Transmises oralement, les recettes donnent lieu à des inscriptions lapidaires dont certaines sont transcrites sur papyrus. C’est à Imhotep, médecin et chancelier du roi égyptien Tosorthos Zoser que reviendrait le mérite d’avoir rassemblé les premiers recueils de formules écrites sur papyrus. Le plus connu est le papyrus d’Ebers. Il date du règne de Ramsès Ier, mesure environ 20 mètres de long sur 0,30 de large et contient 875 formules de remèdes.

Ces recettes accumulées par la médecine sacerdotale sont recueillies par des religieux ou des philosophes, puis par des hommes de science qui les expérimentent. Hippocrate réunit les observations relevées dans les sanctuaires, tandis qu’Hérophile constitue le premier formulaire en réunissant les médicaments indiqués dans les temples. La Grèce, Alexandrie et Rome nous ont légué le Brevarium de Sérapion, Les livres de Galien et les codex de Dioscorides.

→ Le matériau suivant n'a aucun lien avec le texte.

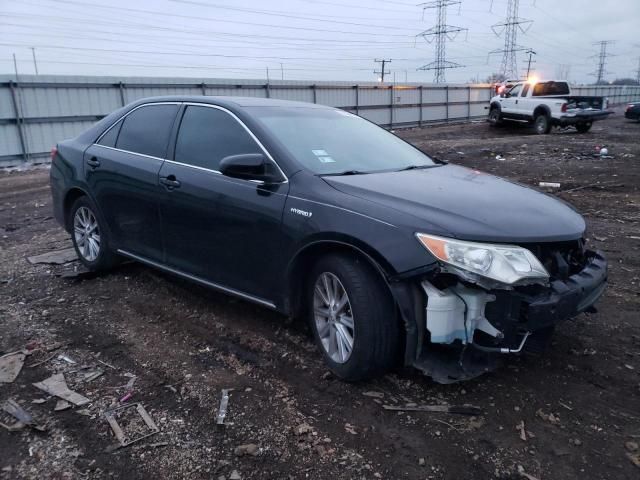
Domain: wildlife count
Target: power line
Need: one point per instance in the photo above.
(441, 32)
(382, 71)
(602, 60)
(530, 53)
(508, 29)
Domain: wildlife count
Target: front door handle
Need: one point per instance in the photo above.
(93, 162)
(170, 182)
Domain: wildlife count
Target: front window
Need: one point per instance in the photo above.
(327, 141)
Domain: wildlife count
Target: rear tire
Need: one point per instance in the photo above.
(583, 127)
(90, 238)
(346, 295)
(542, 124)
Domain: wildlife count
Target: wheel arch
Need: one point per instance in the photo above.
(542, 110)
(403, 292)
(69, 198)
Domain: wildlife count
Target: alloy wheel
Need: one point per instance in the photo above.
(86, 234)
(333, 317)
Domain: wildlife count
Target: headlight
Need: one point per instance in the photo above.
(504, 263)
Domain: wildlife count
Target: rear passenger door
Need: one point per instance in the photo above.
(224, 230)
(121, 170)
(524, 102)
(509, 102)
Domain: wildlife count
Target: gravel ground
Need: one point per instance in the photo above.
(573, 413)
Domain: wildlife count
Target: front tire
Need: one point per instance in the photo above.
(495, 118)
(90, 238)
(583, 127)
(542, 124)
(353, 317)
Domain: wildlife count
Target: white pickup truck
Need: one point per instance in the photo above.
(545, 105)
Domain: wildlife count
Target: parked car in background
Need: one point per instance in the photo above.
(320, 214)
(545, 105)
(633, 111)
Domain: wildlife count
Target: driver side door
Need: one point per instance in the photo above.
(226, 231)
(509, 103)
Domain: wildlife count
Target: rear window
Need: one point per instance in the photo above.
(147, 129)
(550, 88)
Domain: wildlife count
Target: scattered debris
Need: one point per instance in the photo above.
(224, 403)
(90, 376)
(123, 438)
(23, 417)
(303, 428)
(462, 409)
(350, 429)
(57, 386)
(631, 446)
(10, 366)
(373, 394)
(551, 418)
(61, 405)
(55, 257)
(126, 397)
(66, 358)
(635, 458)
(248, 449)
(524, 474)
(523, 432)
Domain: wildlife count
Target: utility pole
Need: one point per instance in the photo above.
(382, 71)
(35, 63)
(15, 66)
(441, 32)
(508, 28)
(530, 53)
(602, 60)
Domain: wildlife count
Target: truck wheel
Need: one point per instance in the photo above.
(494, 117)
(353, 317)
(90, 238)
(541, 124)
(583, 127)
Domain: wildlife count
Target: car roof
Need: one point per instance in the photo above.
(232, 101)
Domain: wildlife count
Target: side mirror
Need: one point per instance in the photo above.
(248, 166)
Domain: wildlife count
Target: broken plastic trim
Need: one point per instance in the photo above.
(487, 283)
(503, 349)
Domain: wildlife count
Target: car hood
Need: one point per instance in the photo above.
(467, 204)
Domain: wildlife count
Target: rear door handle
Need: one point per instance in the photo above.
(170, 182)
(93, 162)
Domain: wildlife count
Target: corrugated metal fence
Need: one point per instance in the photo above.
(37, 111)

En Perse, les disciples de Nestorius ont fondé une école qui rassemble deux civilisations de l’Orient, l’Asie et l’Inde. Ils possèdent les écrits des savants de la période grecque et latine ainsi que les ouvrages hindous et chinois. La préparation des médicaments devient une science indépendante de la médecine et le Grabadin, premier ouvrage de pharmacopée, est créé en 850.

Les Arabes traduisent les textes pour leur École de Bagdad et développent la pharmacopée tout au long du XIIe et du XIIIe siècle. Le Canon de la Médecine d’Avicenne restera pendant six siècles la référence médicale.

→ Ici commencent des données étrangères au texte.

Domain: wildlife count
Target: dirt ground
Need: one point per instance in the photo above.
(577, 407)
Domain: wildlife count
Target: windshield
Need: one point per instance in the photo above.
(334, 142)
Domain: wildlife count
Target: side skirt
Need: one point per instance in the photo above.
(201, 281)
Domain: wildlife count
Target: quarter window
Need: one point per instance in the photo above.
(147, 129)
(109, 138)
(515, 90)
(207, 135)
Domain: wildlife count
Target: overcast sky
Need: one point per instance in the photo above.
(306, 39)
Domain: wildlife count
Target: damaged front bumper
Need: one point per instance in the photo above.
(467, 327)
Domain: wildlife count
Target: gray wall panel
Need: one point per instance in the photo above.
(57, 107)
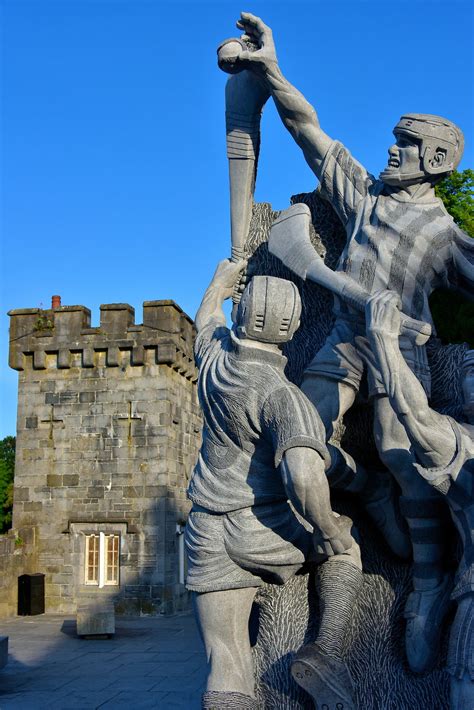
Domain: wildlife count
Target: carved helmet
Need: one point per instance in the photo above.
(441, 142)
(269, 310)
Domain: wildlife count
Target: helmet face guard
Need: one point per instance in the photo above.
(269, 310)
(441, 146)
(467, 384)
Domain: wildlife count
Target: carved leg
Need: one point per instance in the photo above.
(426, 515)
(223, 619)
(461, 657)
(319, 667)
(331, 400)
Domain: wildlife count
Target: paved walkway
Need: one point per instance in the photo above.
(149, 663)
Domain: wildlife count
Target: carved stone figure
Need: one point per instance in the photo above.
(443, 453)
(263, 457)
(400, 237)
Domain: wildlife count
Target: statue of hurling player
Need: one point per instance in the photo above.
(263, 445)
(399, 237)
(444, 459)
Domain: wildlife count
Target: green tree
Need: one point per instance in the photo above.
(7, 472)
(453, 314)
(457, 193)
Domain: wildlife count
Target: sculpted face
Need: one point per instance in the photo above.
(404, 162)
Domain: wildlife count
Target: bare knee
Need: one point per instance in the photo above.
(330, 398)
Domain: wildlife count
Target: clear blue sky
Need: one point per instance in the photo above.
(114, 175)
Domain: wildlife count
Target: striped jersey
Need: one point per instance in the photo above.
(407, 246)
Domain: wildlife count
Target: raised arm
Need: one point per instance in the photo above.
(221, 287)
(433, 440)
(297, 114)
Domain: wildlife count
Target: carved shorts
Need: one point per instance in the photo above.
(339, 359)
(244, 548)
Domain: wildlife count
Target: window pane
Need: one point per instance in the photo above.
(92, 559)
(112, 559)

L’École de Salerne est la première université d’Occident au XIe siècle. Elle s’efforce d’opérer dans le domaine médical la synthèse des courants grec, latin et arabe. À la fin du XIIe siècle, un médecin du nom de Platearius compose le Livre des Simples Médecines. Cet ouvrage, fondé sur les textes de Dioscorides et de Galien, décrit 273 simples utilisées pour la préparation de remèdes. Dictionnaire de matière médicale, il énumère dans l’ordre alphabétique les simples, c’est-à-dire les produits végétaux, minéraux et animaux qui ne sont pas mélangés à d’autres substances, servant à la préparation des remèdes.